British biochemist (born 1958)

Neil Alexander Steven Brockdorff (born 1958) is a British biochemist who is a Wellcome Trust Principal Research Fellow and professor in the department of biochemistry at the University of Oxford. Brockdorff's research investigates gene and genome regulation in mammalian development. His interests are in the molecular basis of X-inactivation, the process that evolved in mammals to equalise X chromosome gene expression levels in XX females relative to XY males.

==Education==
Brockdorff was educated at Hampstead School, the University of Sussex (BSc) and the University of Glasgow (PhD).

==Career and research==
X inactivation is an important model for understanding how epigenetic mechanisms, for example modification of DNA and histone proteins around which DNA is packaged, contribute to gene regulation in developmental biology.
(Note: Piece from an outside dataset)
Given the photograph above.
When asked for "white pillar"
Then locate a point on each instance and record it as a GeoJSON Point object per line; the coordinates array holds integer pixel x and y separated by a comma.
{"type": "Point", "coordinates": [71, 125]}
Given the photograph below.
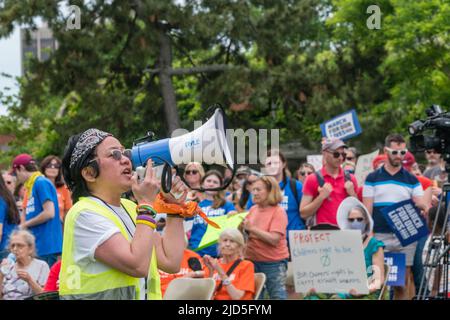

In earlier work Brockdorff demonstrated that an unusual functional RNA molecule, XIST, controls the X inactivation process. Building on this finding he has elucidated key steps in XIST gene regulation during early development, and has defined major pathways through which XIST RNA induces chromosome wide gene silencing.

===Awards and honours===
Brockdorff is a member of the European Molecular Biology Organization (EMBO), a Fellow of the Royal Society (FRS), a Fellow of the Academy of Medical Sciences (FMedSci) and a Fellow of the Royal Society of Biology (FRSB).